After a week on the job, new Danville Police Chief Allan Shields is set to be formally introduced to the community in his new role at the Town Council meeting next Tuesday.
Shields, who is the sixth police chief since Danville incorporated in 1982, succeeds Steve Simpkins who returned to the Contra Costa County Sheriff's Office to fulfill his duties as captain after seven years in Danville.
"He has a vested interest in Danville," Mayor Renee Morgan said of Shields. "He is involved in our town. His children go to school here. His past contributions to the town of Danville are all attributes he brings to the job."
Shields feels a strong connection to Danville, as both a resident and as a police officer.
"My dad actually worked in Danville back in the late '80s," he said. "So as a 12-year-old, I was running around the police department; I was aware of Danville."
He moved to the town almost 14 years ago, after his first son was born, but first came as a police officer in Danville in 2009 as a sergeant. The town of Danville contracts with the sheriff's office for its police force, so all of the town's police officers are technically county employees -- Shields has "bounced around" Contra Costa as a sheriff's deputy for 18 years now, he said.
After his initial tenure in the town, Shields returned to the county to work in internal affairs before being sent again to Danville in 2013, this time as a lieutenant. For the past 3-1/2 years, he served as Simpkins' second-in-command in the Danville Police Department.
He said his strongest impression of Danville has been that of the community coming together to help DPD with policing.
"There was a child that had autism and he went missing," Shields recalled. "We put it out on NextDoor, Facebook, Twitter, Nixle. I go into the house, I get the information to put out, I give it to our public information officer, Geoff Gillette, he puts it out on social media. I continue talking with the family. By the time I get out of the house, there are tons of people out, looking for this child. And the information spread out so much that we found him within 10 minutes."
Shields said he hopes to continue Simpkins' legacy, and to continue building relationships with community members -- something he feels has been a strength of the police department, even when the national perception of law enforcement is shaky.
"It's that pennies in the bank theory," Shields said. "If we, thanks to Steve's leadership, if we didn't invest early in building and maintaining that relationship, then maybe that might bring some questions.
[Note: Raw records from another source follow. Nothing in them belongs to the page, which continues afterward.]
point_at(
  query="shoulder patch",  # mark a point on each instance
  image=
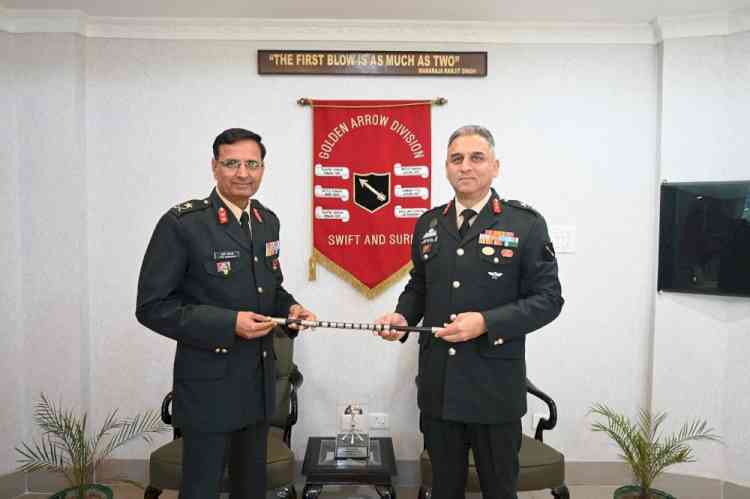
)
(520, 204)
(190, 206)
Maybe people might think, 'I wonder if our cops are like that.' But you don't say that about your friend."
Shields found out about his selection as chief around a month ago, after returning from the 10-week-long FBI National Academy in Quantico, Va.
He was selected, according to Town Manager Joe Calabrigo, for his strong leadership skills, conscientiousness, extensive experience and tech savvy in an increasingly technological field.
"More than anything," Calabrigo added, "he loves law enforcement and he loves to work with people."